Section 83(1) of the Arbitration Act provides that enforcement of a non-convention award can be refused in identical circumstances as under s.86(2) for Convention awards, with the addition of the following circumstances under s.83(2) (which do not apply for Convention awards):

  • The award is in respect of a matter which is not capable of settlement by arbitration under the laws of the Virgin Islands
  • It would be contrary to public policy to enforce the award, or

For any other reason, the Court considers it appropriate to do so.

How are judgments generally enforced in the BVI?

Once a foreign judgment or arbitration award has been domesticated and has become a BVI judgment, CPR 45 provides for the following methods of enforcement:

  • A charging order under CPR 48
  • A garnishee order under CPR 50
  • A judgment summons under CPR 52
  • An order for the seizure and sale of goods under CPR 46; or
  • An order for the appointment of a receiver under CPR 51

Generally, when people or companies seek to enforce foreign judgments or arbitration awards in the BVI, they have reason to believe that the judgment debtor owns assets in the BVI, usually in the form of shares in a BVI company. Therefore, the most common method of enforcement used when seeking to enforce a foreign judgment is to seek a charging order over the shares in the relevant BVI company owned by the debtor.

This is done by joining the company to the proceedings and seeking a provisional charging order, which can then be converted into a complete one. There is no requirement to serve the application for an interim charging order on the judgment debtor, and the order granting the relief is simply served once it has been made. The judgment debtor will, however, then have the opportunity to object to the provisional charging order being made final. Once a final charging order has been granted, a judgment debtor will usually apply for the appointment of a receiver and an order for sale.
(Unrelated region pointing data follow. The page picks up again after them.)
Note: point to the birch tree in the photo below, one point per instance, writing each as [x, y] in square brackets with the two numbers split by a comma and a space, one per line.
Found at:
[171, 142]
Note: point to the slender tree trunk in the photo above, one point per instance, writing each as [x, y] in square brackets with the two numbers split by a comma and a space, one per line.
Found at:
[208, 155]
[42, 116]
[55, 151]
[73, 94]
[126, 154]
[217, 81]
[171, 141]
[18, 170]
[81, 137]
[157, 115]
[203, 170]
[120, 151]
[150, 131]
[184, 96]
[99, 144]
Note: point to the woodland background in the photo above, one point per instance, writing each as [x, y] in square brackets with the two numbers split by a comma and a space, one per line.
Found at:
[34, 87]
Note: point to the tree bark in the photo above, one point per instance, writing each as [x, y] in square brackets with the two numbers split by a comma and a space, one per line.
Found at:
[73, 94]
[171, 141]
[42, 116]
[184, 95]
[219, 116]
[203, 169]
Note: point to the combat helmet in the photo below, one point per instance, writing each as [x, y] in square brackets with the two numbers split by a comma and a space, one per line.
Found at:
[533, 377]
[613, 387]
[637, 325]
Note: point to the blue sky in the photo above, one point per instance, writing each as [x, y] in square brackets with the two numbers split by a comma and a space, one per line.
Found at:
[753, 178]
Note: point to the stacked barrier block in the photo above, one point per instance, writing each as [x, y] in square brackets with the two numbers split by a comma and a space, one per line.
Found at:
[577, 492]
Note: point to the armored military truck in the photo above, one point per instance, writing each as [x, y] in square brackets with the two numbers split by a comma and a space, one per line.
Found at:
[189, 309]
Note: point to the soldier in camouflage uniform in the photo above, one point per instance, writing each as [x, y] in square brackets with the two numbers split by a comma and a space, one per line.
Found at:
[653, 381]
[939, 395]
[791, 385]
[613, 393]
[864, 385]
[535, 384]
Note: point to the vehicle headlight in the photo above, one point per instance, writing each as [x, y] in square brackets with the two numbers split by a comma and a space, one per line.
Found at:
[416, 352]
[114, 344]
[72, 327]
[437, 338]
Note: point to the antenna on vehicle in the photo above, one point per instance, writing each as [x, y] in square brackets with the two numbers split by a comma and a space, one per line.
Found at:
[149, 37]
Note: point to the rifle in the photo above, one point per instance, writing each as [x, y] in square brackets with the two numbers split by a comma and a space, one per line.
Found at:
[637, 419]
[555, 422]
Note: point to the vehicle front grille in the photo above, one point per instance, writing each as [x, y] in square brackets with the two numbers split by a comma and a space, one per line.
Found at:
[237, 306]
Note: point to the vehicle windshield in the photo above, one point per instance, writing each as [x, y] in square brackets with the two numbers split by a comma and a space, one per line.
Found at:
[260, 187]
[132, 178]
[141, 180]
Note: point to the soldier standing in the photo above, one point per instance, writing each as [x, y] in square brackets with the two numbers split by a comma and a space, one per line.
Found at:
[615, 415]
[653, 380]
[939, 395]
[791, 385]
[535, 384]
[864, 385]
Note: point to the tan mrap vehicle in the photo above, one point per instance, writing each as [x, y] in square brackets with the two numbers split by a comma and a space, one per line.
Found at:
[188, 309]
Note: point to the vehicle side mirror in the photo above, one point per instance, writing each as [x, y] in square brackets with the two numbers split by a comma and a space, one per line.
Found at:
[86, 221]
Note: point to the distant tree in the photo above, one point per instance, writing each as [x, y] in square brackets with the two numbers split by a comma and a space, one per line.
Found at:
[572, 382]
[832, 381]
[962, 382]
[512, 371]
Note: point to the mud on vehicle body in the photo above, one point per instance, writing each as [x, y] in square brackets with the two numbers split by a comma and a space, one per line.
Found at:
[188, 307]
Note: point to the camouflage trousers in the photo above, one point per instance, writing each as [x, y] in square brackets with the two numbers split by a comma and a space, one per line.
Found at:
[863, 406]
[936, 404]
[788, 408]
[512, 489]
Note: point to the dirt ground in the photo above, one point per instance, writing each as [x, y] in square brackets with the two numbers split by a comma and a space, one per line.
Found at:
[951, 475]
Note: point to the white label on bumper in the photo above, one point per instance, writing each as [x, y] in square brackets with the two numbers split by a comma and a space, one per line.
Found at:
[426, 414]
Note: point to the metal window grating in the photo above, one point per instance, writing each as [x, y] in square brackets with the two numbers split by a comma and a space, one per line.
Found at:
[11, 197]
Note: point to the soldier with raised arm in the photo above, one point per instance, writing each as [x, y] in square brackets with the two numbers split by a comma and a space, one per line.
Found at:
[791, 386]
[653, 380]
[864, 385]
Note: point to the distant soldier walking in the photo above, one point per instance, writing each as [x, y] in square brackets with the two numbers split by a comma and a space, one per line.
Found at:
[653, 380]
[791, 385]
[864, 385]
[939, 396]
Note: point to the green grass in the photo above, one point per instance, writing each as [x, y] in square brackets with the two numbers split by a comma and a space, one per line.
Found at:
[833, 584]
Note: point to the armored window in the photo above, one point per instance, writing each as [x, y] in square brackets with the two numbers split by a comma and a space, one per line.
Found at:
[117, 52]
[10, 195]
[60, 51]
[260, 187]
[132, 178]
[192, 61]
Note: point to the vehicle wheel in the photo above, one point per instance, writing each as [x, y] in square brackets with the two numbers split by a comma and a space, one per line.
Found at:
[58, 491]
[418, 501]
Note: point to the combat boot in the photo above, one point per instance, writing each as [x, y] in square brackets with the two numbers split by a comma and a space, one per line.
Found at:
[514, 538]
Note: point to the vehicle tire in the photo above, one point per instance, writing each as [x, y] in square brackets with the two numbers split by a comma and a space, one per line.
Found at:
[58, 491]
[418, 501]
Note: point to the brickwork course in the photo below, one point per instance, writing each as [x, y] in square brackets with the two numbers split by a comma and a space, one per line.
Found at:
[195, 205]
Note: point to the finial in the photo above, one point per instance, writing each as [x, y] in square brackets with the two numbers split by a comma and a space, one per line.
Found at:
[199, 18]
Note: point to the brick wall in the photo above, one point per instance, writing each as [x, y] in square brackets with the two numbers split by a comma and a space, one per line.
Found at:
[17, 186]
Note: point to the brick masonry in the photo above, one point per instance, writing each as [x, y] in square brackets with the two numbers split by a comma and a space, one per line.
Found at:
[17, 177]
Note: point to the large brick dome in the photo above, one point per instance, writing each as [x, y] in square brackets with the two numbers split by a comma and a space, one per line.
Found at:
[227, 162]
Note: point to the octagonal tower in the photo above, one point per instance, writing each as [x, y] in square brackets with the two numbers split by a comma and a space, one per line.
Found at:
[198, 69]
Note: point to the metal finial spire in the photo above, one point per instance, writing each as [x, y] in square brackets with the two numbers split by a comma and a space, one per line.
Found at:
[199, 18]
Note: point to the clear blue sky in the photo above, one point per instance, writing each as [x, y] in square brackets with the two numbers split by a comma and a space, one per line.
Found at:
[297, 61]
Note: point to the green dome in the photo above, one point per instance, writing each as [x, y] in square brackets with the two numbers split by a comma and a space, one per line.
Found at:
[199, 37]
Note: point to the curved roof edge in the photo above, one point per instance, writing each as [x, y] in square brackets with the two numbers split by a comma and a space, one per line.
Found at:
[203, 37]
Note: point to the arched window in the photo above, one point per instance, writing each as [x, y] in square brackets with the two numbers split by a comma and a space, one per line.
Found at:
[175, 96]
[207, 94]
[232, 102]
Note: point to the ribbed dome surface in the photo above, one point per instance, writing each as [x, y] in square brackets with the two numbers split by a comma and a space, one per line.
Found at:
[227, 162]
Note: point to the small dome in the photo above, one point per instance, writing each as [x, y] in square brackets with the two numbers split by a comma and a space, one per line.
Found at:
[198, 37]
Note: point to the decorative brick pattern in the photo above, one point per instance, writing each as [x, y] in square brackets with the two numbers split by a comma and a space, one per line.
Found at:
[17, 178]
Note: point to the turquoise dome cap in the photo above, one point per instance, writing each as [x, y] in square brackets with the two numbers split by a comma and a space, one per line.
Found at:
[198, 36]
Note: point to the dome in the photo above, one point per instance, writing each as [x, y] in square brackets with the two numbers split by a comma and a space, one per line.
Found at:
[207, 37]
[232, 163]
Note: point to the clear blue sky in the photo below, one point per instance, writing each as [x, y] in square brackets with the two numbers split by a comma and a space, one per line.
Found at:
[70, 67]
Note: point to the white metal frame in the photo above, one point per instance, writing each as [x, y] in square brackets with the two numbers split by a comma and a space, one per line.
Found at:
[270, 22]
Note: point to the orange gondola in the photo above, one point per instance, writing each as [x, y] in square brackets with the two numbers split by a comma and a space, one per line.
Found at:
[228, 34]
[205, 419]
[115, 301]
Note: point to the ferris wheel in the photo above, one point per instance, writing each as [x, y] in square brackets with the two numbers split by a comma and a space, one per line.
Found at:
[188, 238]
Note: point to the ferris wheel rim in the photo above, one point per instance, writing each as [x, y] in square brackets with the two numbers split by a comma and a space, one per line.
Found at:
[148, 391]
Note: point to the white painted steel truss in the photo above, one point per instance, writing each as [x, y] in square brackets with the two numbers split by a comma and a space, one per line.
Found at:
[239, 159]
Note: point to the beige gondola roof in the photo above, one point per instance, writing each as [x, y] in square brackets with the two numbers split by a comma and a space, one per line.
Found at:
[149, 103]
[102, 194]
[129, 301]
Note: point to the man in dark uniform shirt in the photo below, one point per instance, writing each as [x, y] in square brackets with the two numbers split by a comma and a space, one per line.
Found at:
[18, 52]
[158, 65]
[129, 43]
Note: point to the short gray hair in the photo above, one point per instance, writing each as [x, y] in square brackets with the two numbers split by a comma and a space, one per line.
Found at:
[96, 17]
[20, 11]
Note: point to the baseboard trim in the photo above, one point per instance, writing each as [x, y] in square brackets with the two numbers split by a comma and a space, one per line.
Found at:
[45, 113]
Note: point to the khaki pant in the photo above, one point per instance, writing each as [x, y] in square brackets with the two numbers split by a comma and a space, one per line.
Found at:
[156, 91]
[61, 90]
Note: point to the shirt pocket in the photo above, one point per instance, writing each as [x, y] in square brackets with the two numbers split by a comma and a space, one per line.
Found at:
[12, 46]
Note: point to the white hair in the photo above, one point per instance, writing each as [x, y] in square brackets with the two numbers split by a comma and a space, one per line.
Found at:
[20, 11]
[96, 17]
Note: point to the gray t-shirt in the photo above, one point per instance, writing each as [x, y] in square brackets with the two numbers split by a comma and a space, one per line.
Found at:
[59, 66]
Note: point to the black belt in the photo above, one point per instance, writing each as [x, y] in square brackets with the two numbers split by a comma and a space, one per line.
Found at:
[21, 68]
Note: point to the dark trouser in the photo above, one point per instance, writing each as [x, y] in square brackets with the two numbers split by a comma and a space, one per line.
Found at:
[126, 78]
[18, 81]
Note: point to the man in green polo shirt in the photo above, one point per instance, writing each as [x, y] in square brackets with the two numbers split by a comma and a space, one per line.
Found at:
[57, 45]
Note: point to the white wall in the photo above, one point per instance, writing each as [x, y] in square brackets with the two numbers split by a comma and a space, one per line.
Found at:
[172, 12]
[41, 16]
The receiver is then often able to vote him or herself on to the board of the company, which forms the judgment debtor's asset and ultimately sells assets.

Would it also be possible to appoint liquidators to enforce foreign judgment or arbitration awards?

If there is a clear judgment for a monetary sum against a BVI company, it is also possible to apply to appoint a liquidator over the company. Generally, a statutory demand will be served on the company first to allow it to pay. Still, if this is not satisfied or set aside, then the judgment creditor can move straight to the appointment of a liquidator. The liquidator will then enter the company to realise assets to pay the debt.

What if there is a risk of dissipation once enforcement proceedings are commenced?

It is common for judgment creditors who may have discovered that the judgment debtor has assets in the BVI to fear that once the enforcement proceedings are brought, the debtor will dissipate assets. For this reason, freezing relief is often granted at the same time as the claim is issued. This means the order granting the freezing injunction can be served simultaneously with the order registering the judgment or award.

If the matter needs to proceed by common law enforcement, then the injunction can also be sought and obtained at the time of filing so that when the claim is served, it is served with the freezing injunction. To get freezing relief, however, it is necessary to have tangible evidence (not simply a suspicion) of a risk of dissipation.

The content of this article is intended to provide a general guide to the subject matter. Specialist advice should be sought about your specific circumstances.